I’ve got a bad feeling about this one. I thought Barry would be worse than it was but knew Maria was going to be nasty. I wouldn’t say I’ve picked up a sense of this, but I did go through Bonnie in Florida, along with the just in general brutal 1998 season, & I rode out Issac, which was huge & just sat on us for a minute. Y’all be careful, is all I’m saying. My oldest cousin & her husband just left Florida – Fort Lauderdale, in fact – & she just called to let us know she was cutting short their visit to miss the storm. Do that if you can.
I don’t want to spend too much time on it because I really, really don’t give a shit why the guy’s being a butthole, he just is, so you can Google “Dave Chapelle” yourself if you’re curious. But – & this is not an insignificant “but” – one of his recurring characters was a crackhead, & there is no one more fucked than a crackhead. Maybe a methhead or speedfreak or someone who’s hooked on pills, but the point is a crackhead is pretty fucked & he thought that was something to make mockery of & we all laughed along.
Why was it funny then & the natural emergence mean-spirited now? Who knows. Who cares? It just is, & if you enjoy that sort of thing, well, go get your own damn cookie. I have none for you.
It reminds me of years back when people got twisted about CeeLo Green changing a word on “Imagine”. Certain folks in certain circles I ran in got big mad. A fairly significant word was changed, true, & which made for a notable if small difference in the overall experience. I don’t know why anyone was shocked a black guy from Atlanta in the early Aughts is religious, though. I mean, come on now.
There’s been some fooferaw about Elizabeth Warren getting a harder look from the Serious Media because she’s surging in popularity.

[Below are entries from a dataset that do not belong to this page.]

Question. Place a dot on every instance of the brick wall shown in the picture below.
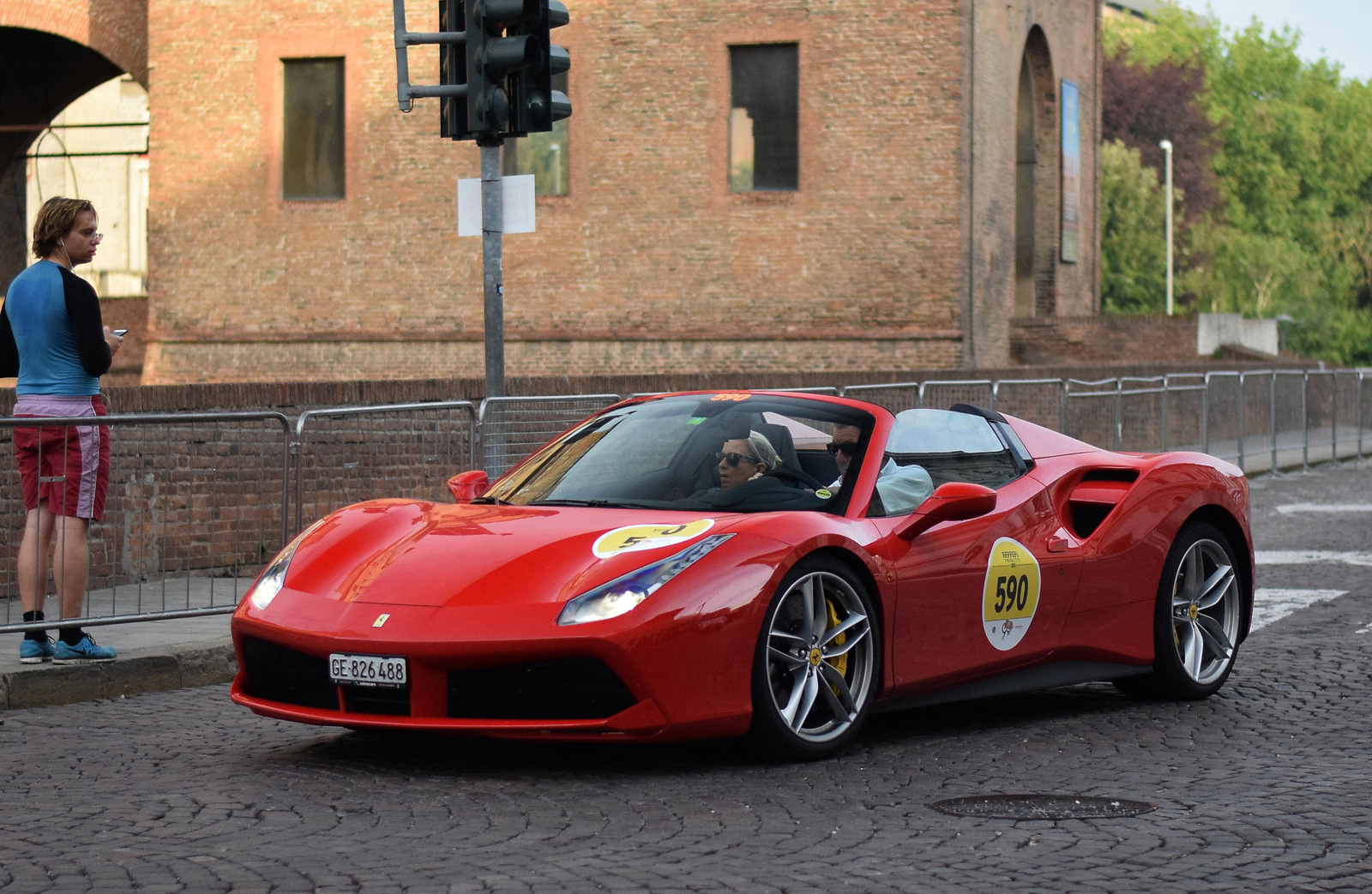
(1104, 340)
(649, 265)
(118, 29)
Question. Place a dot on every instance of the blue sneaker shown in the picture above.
(36, 651)
(86, 651)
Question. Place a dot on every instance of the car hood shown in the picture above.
(432, 555)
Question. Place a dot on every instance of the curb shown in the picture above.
(43, 686)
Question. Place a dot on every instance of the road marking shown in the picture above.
(1271, 605)
(1310, 557)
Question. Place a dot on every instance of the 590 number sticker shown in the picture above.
(635, 537)
(1010, 596)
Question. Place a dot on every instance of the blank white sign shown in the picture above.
(518, 207)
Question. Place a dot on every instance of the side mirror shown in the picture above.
(950, 502)
(468, 486)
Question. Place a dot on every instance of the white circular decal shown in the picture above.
(1010, 596)
(635, 537)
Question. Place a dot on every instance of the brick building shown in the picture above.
(779, 185)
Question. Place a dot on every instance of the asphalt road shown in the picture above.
(1264, 788)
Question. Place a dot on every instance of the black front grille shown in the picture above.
(563, 688)
(375, 699)
(278, 674)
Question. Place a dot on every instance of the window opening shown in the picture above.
(312, 144)
(763, 118)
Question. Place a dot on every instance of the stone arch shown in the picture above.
(51, 52)
(1036, 180)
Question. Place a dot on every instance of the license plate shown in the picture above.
(368, 669)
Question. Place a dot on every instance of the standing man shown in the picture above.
(52, 338)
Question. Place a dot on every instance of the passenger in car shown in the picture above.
(843, 447)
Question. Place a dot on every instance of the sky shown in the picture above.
(1337, 29)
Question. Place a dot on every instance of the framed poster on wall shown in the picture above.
(1070, 240)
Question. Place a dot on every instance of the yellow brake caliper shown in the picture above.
(841, 661)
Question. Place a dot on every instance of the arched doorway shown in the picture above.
(51, 52)
(1036, 181)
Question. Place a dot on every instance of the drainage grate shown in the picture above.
(1042, 807)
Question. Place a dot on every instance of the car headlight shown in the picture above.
(624, 592)
(274, 578)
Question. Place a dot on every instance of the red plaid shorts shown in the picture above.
(66, 465)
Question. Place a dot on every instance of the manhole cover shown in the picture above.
(1040, 807)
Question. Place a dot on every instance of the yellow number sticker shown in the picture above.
(1010, 596)
(635, 537)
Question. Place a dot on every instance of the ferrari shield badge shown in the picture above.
(635, 537)
(1010, 596)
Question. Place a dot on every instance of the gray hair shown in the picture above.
(763, 450)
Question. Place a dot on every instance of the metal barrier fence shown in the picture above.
(1260, 420)
(196, 503)
(352, 454)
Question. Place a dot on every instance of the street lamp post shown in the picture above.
(1166, 151)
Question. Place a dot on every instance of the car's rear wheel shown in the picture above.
(816, 663)
(1197, 621)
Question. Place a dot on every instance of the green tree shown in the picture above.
(1132, 233)
(1293, 229)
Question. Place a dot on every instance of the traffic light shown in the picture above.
(452, 69)
(493, 57)
(534, 103)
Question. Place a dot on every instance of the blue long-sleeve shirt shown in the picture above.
(51, 333)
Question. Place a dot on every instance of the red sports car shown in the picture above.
(761, 564)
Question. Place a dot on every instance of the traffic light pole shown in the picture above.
(493, 228)
(498, 85)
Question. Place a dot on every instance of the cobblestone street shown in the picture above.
(1264, 788)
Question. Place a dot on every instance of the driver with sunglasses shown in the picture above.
(745, 459)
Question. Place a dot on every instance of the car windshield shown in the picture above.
(951, 447)
(713, 453)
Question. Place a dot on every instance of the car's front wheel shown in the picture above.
(1197, 620)
(816, 664)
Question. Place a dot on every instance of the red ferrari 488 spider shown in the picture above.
(763, 564)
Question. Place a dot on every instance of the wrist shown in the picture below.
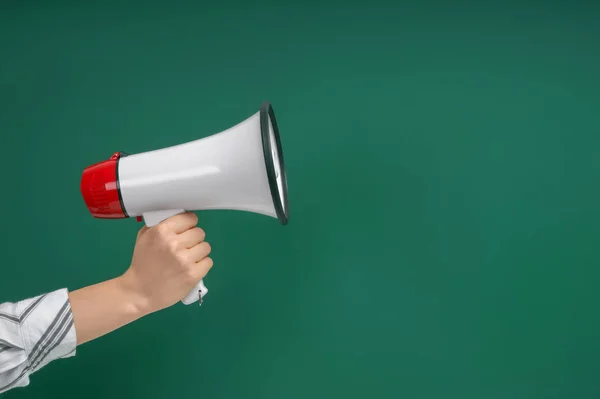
(134, 301)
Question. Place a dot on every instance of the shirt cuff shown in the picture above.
(47, 328)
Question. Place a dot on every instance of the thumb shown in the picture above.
(141, 232)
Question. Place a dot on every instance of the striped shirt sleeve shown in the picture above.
(33, 333)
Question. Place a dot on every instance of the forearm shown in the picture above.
(104, 307)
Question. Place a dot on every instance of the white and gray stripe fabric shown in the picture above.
(33, 333)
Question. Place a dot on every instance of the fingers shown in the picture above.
(180, 223)
(191, 237)
(198, 252)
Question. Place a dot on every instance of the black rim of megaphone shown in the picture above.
(280, 200)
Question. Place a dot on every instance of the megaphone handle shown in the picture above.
(152, 219)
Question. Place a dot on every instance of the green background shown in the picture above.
(443, 162)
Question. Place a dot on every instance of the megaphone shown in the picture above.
(241, 168)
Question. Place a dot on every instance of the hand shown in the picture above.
(169, 260)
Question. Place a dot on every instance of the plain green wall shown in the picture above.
(443, 163)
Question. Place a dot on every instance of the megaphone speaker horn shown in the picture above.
(241, 168)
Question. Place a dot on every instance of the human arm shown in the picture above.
(168, 261)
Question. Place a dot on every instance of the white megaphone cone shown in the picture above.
(240, 168)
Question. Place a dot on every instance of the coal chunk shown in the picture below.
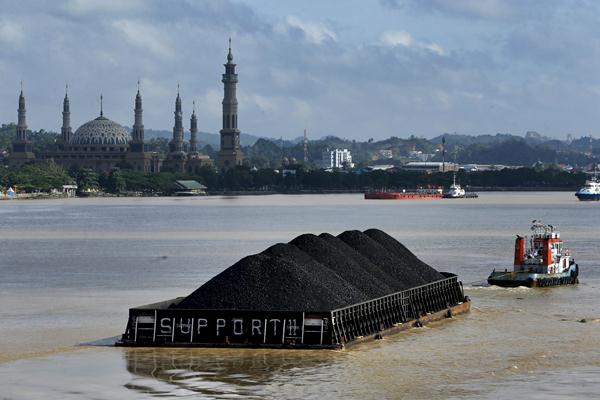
(404, 256)
(315, 273)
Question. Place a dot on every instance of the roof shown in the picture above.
(100, 131)
(189, 185)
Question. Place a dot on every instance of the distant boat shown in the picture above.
(455, 191)
(540, 260)
(591, 190)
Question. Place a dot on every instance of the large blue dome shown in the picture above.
(101, 131)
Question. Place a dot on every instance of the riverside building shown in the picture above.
(102, 144)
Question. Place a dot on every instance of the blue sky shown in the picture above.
(356, 69)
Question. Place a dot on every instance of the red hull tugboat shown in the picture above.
(540, 260)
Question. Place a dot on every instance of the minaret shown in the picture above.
(177, 142)
(230, 154)
(22, 122)
(66, 128)
(22, 151)
(137, 142)
(305, 145)
(193, 130)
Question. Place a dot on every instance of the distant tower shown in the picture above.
(66, 130)
(21, 149)
(137, 142)
(176, 144)
(193, 130)
(230, 154)
(22, 124)
(305, 147)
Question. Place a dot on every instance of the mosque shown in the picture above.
(102, 144)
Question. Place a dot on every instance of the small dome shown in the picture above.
(100, 131)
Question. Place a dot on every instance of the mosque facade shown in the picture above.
(102, 144)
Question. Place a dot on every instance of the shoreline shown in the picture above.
(40, 196)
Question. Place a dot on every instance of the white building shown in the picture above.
(337, 158)
(386, 153)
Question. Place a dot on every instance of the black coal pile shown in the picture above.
(315, 273)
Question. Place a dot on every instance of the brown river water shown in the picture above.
(70, 269)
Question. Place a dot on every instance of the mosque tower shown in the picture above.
(22, 151)
(65, 130)
(176, 144)
(137, 142)
(193, 131)
(230, 154)
(22, 121)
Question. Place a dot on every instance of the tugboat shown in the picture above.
(455, 191)
(591, 190)
(540, 260)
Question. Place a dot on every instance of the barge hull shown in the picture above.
(161, 325)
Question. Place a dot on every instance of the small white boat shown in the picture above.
(591, 190)
(455, 191)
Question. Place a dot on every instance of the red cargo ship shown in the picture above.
(404, 195)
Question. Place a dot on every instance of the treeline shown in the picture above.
(45, 176)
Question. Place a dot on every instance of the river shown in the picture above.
(71, 268)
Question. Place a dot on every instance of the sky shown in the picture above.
(357, 69)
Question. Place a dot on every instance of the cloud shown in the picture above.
(314, 32)
(451, 67)
(11, 33)
(90, 7)
(145, 36)
(404, 39)
(486, 9)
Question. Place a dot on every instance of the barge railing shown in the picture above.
(373, 316)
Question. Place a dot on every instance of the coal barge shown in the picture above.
(313, 292)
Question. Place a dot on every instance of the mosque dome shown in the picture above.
(100, 131)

Oh, sure. Along with this comes some criticism of Bernie Sanders’ elbows or, more specifically, the ones belonging to the “BernieBros”. I’m not going to discuss differences in either policies or styles, but this thing does bring out the shitasses.
If there’s anything all, the biggest mark against Bernie is he hasn’t told his faithful “Listen, you bastards, if everyone else decides they’d rather have someone else, you vote for that someone. The guy fired someone because he thought she was fat & thinks he can nuke hurricanes.” Got to beware of the faithful, the enemy of the good is perfect, all that sort of thing. Something to study on.
I need a new drug. This Wellbutrin ain’t getting the job done. I’m almost afraid to consider of how much a cliche I am for being unable to depend on the Positive Wave except when I commune with the front yard or seeing new Earths. I love the get stoned & I love to travel. That ain’t going to be enough. It is not a tenable situation. I don’t know how in the hell I would, but I guess it’d be possible to get it right on my own in one place. Ain’t saying that it ain’t, I just don’t feel like waiting.
Is there any more news before we blast off for the furthest reaches? Oh, boy, Ole Miss is going to allow the sale of alcohol at football games come Saturday. This comes off a decision back in May to lift a conference-wide ban that dates back to sometime in the ’70s, but apparently you don’t put tha sort of information in stories for your fancy sports website/magazine anymore. There’s data saying incidents of unbridled drunken assholery going decreased at schools that turned the tap back on, but I don’t know. Hell, I ain’t going. Knock yourself out, dickweeds.
Now watch me not be able to do this tomorrow.